American poetry is quite different from other English forms even as it clings to the similarities of the shared language. A favourite poem in Canada may evade any favoritism in the United States, yet another might plant poppies all over the world from Flanders, Belgium to Potlatch, Idaho all because of a Canadian poet who has us weeping for the lost generation of young men over a century ago. That same thing applies to an American poem. Say “Nevermore” anywhere in the English-speaking world and images of ravens will pop into the heads of most of the listeners. All of the practising of writing in England might do nothing for the practicing of writing in the United States, yet it may also bequeath the eternal question, “To be or not to be?” The subtleties of the simple spelling of a word might evoke an accent, a way of seeing things, an Americanism that an American simply won’t notice until it’s pointed out by someone of the same tongue in a foreign land. The lives of the words are made by the lives of the speakers as they write and as they read. It’s truly remarkable, truly beautiful.

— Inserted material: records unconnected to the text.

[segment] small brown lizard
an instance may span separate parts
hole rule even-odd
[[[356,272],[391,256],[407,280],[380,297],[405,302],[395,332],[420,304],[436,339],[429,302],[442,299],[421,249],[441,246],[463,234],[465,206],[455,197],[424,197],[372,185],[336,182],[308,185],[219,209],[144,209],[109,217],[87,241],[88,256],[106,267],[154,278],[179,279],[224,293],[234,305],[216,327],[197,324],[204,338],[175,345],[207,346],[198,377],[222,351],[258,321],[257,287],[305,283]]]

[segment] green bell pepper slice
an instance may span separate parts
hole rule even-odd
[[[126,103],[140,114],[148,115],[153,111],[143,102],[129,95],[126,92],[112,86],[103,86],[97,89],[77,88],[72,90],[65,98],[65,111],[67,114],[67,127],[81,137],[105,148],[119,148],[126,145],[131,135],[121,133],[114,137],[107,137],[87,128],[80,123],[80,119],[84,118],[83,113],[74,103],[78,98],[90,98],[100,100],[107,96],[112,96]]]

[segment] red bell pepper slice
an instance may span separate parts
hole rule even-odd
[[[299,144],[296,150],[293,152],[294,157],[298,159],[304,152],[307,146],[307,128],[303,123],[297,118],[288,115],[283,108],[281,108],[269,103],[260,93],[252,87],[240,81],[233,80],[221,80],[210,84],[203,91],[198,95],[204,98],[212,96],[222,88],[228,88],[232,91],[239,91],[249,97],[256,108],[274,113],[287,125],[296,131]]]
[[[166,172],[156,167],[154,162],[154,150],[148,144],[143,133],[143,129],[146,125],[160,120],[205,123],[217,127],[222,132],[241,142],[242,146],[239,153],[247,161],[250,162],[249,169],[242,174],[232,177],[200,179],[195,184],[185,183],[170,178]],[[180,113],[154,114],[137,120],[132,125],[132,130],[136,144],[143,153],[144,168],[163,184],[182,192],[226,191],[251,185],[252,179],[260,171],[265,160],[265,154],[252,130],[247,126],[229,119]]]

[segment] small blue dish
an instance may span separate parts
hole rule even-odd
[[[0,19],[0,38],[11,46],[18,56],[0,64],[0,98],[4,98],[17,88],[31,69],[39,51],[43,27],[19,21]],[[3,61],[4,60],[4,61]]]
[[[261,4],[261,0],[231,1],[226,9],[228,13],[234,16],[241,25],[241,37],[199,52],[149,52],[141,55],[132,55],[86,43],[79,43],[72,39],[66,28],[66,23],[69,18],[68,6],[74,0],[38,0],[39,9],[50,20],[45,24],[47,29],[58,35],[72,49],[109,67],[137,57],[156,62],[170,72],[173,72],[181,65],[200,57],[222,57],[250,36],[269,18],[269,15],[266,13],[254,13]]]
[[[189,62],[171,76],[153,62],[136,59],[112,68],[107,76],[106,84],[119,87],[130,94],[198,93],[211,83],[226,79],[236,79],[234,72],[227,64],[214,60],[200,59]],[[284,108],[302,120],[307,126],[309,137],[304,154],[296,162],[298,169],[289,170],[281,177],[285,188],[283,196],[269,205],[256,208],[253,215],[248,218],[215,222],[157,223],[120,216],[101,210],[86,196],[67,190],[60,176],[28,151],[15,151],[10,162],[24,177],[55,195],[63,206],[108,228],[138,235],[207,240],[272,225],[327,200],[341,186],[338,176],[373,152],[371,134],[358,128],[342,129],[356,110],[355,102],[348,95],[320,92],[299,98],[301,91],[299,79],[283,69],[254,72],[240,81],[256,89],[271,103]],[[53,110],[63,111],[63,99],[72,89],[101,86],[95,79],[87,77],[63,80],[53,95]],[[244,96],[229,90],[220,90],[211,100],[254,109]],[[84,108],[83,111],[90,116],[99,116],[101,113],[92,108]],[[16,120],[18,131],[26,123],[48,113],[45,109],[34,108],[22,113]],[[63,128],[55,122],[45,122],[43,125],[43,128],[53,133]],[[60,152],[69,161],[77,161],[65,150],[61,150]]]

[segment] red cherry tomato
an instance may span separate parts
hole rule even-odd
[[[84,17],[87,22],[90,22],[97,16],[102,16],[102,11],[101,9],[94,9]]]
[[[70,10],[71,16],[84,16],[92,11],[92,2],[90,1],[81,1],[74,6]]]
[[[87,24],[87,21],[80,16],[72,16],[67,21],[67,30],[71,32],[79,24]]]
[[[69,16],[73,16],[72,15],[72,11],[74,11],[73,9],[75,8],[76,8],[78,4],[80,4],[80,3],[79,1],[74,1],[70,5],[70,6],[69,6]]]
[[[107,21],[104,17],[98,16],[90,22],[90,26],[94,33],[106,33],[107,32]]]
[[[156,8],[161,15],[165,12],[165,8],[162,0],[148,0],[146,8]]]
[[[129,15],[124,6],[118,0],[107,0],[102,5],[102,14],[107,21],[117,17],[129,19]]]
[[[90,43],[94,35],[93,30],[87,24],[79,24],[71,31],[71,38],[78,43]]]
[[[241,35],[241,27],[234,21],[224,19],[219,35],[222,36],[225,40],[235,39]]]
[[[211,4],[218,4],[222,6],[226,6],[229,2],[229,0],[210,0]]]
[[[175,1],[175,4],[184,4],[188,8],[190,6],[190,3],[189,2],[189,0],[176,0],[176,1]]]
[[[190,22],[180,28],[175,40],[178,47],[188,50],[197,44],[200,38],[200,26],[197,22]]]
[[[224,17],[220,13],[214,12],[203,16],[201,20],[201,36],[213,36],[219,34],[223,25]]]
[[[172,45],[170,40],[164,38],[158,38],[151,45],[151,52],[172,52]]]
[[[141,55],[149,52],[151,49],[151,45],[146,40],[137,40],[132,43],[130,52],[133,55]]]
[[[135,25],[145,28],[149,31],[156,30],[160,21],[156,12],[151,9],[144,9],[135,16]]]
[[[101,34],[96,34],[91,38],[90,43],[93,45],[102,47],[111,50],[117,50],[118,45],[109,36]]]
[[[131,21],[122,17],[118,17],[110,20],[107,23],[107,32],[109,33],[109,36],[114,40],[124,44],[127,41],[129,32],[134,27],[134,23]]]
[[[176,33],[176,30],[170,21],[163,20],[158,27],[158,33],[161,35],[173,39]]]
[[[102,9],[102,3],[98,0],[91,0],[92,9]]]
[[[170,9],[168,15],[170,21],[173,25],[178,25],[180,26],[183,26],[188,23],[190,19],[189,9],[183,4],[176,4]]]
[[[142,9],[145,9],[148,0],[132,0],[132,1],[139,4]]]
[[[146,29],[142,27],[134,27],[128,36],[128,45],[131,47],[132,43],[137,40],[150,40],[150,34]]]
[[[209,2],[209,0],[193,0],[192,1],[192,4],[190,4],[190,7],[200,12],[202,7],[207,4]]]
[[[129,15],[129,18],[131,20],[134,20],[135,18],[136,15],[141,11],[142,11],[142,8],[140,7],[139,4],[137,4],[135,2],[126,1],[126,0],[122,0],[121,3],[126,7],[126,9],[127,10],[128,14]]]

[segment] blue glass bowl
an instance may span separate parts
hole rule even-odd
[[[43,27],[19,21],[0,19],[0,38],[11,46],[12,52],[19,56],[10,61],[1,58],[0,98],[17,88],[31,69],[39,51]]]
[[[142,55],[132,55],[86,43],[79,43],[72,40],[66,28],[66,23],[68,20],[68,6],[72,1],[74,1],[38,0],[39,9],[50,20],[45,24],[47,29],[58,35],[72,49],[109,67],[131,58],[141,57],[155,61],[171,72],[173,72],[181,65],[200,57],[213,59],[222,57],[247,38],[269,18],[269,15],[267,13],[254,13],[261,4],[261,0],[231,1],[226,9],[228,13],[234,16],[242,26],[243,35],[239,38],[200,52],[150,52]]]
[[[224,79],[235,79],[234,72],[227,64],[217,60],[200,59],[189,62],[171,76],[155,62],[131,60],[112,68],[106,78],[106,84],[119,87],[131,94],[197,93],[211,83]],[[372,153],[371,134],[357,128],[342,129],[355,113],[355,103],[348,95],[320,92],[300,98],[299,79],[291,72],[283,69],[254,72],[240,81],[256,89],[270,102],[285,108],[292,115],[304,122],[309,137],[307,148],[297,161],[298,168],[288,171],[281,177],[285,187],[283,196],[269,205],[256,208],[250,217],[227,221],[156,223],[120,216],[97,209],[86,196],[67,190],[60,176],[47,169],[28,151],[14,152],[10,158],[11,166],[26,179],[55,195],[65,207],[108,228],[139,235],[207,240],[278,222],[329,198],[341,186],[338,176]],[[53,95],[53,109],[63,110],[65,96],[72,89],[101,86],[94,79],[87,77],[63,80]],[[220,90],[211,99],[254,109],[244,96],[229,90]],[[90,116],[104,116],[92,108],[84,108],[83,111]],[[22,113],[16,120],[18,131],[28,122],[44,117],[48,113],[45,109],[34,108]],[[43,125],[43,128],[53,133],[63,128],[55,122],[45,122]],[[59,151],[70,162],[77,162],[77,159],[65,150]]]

I have often written sketchy, bad poems in my journal only to return to a single image that held on to me and caused me to return over and over to the same bad poem just tweaking a word, phrase, or line here or there only to come back and shift it a little more. At the same time that little poem shifts things in me so that I think about something differently than I ever had before. When someone reads a poem and actually hears/sees the poetic presentation their thoughts are likely to change just a little bit as well. Poems do that to people just like the author does it to the poem. The good poems outlive the author and continue to influence others for years, maybe centuries into the future. I’m still being affected by a reclusive woman in Massachusetts who hardly published any of her poems in her lifetime, yet her family had them published after her death and now they are in American high school text books imprinting their images of “Hope is the thing with feathers.” That crazy white-haired dude from New York who traipsed all about the country and mourned bitterly at the assassination of Lincoln, “Oh Captain! my Captain!” still has his voice sounding on Levi’s commercials. And what of the living poets who tweak my thoughts with poems about their Cuban grandmother telling them not to act a certain way? I’m just constantly, daily immersing myself in the lives of poets who are living still, even as the last breaths have expired from their bodies as they left those beautiful little collections of words with me, with us. I simply love poetry.